The appeals court in Manhattan on Thursday reversed a 2016 decision by US District Judge Jed Rakoff, who said Uber’s online user agreement didn’t provide the customer with enough notice that disputes would be heard in private arbitration for it to be binding.
The case is one of several cases testing the ride-hailing company’s attempts to force disputes into arbitration and away from public courtrooms, a tactic that former CEO Travis Kalanick has also used even after being ousted from the company in June. Earlier this week, Kalanick said a suit brought by the venture-capital firm Benchmark seeking his removal from Uber’s board should be heard in arbitration.
Uber is also attempting to move its fight with Waymo over trade secrets for driverless cars into arbitration. It won a similar battle in California last year when a federal appeals court ruled that most Uber drivers can be forced to resolve their disputes through arbitration.
The Connecticut customer, Spencer Meyer, sued Uber in 2015 saying that its pricing algorithm violates antitrust laws used to protect customers from price manipulation. He is seeking damages on behalf of millions of US riders who rely on the company for transportation.

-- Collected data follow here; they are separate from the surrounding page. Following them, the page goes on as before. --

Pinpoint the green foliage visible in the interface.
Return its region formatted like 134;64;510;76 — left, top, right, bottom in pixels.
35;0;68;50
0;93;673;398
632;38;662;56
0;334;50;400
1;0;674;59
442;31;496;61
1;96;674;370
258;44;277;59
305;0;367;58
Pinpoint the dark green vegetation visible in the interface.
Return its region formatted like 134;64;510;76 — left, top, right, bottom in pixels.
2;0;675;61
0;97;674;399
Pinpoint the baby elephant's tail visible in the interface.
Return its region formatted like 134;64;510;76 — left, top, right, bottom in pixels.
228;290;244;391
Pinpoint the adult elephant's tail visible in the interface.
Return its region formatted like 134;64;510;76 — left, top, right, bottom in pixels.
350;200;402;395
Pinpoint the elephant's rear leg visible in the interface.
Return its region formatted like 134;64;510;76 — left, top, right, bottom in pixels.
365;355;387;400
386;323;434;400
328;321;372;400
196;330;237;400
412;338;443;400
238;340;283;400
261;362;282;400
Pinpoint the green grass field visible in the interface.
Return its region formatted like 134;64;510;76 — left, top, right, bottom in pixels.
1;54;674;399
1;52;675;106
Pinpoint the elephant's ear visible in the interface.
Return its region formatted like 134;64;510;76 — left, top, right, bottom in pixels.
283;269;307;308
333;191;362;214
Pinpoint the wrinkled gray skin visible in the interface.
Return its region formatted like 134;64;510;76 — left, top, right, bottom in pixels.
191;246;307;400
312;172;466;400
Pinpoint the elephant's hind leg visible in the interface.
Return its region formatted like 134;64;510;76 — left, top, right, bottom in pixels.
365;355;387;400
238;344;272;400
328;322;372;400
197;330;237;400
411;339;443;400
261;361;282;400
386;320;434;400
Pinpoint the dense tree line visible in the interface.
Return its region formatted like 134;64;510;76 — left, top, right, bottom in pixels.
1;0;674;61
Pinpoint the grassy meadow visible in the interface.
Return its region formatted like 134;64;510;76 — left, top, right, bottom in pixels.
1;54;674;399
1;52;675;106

Rakoff in July 2016 declined Uber’s request to throw out the suit and have the matter sent to an arbitrator. The judge said the process Meyer used to register for Uber’s service didn’t adequately notify him that he was waiving his right to have claims heard in court.

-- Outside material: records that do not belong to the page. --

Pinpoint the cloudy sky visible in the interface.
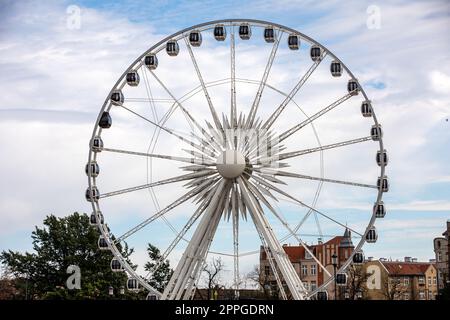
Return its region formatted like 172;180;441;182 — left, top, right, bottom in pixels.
0;0;449;286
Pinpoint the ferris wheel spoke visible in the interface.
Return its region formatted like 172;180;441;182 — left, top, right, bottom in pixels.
279;91;356;143
125;97;175;103
231;184;240;295
245;30;283;129
230;25;237;129
250;173;364;237
141;67;160;123
237;177;308;299
99;170;215;199
184;37;223;131
148;70;221;151
145;185;218;280
163;180;228;300
254;186;331;277
102;147;215;166
119;104;213;157
115;178;218;244
254;169;378;189
279;136;372;161
262;51;327;130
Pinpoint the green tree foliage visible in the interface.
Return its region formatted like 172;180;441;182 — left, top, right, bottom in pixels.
144;243;173;292
0;212;135;299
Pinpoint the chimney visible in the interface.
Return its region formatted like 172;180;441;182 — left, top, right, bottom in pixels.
380;257;387;262
318;238;323;245
404;256;412;263
429;259;436;263
411;258;418;263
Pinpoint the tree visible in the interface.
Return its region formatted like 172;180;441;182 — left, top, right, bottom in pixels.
381;265;405;300
0;212;133;299
247;265;273;299
342;265;369;299
144;243;173;292
201;257;225;300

The appeals court found that Uber provided "reasonably conspicuous notice" of its terms of service and that Meyer agreed to arbitrate his claims, saying that he "unambiguously manifested his assent." It sent the case back to Rakoff to consider Meyer’s argument that Uber waived its right to arbitration in the dispute by actively litigating the case.
“This ruling does not grant defendants the right to throw this case into arbitration,” Meyer’s lawyer Brian Feldman said in an emailed statement. “The defence waived that right. We look forward to pressing ahead with the litigation.”
An Uber representative didn’t immediately return an email seeking comment on the ruling.